Прошитые тревогой страницы ежедневника, который ей посоветовали вести с первых психотерапевтических сеансов, аккуратно заполнены расписанием на неделю вперёд. Галочки, зелёные (выполнено) и красные (не выполнено) летают на полях блокнота и само их наличие будто бы приближает Лео к созданию новых когниктивных моделей жизнедеятельности (о ночном сабспейсе в комнате брата ни слова).

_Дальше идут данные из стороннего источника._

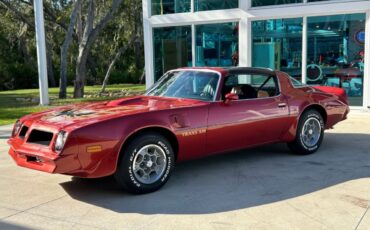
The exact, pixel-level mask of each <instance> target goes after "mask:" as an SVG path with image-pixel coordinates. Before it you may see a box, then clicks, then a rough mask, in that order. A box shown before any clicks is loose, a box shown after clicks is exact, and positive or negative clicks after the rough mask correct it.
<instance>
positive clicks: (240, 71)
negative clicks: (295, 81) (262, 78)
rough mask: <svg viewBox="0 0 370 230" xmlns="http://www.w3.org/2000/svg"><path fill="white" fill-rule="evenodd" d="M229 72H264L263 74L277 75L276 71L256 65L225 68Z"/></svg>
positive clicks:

Есть такое правило — улыбайся, даже, если усмешка надета наспех, насильно и выглядит несуразно. Это избавит собеседника от необходимости задавать неудобные вопросы. Её отзеркалят. Вот как отец, спустившийся к завтраку, кротко улыбающийся из под пышных усов (его оскал похож на открытую рану, а сахарная посыпка от выпечки выглядит жгучей солью на рваных краях плоти). Вместо свежей газеты он пробегает глазами замусоленный лист партитуры — провинциальные страсти гобоиста накануне отчётного концерта в филармонии. У него глаза лани. Кроткие, с оттенком вины. Лео в очередной раз изумляет, как мало она и Леон похожи на родителя с южными корнями. Поцелуй в висок выходит почти без внутреннего сопротивления. Эта его неосознанная вина понуждает винить, что закономерно. Жертве нужен нападающий и ей вовсе не сложно бросить взгляд-другой исподлобья. Она мысленно тянется к ручке зелёного цвета, чтобы поставить очередную галочку в разделе: завтрак с отцом — положительно. Лео очень постарается, чтобы к концу дня подушечки пальцев были вымазаны в зелёной пасте, потому что все допущенные красные галочки, по ночам страшно кричат чайками в липких, мутных снах.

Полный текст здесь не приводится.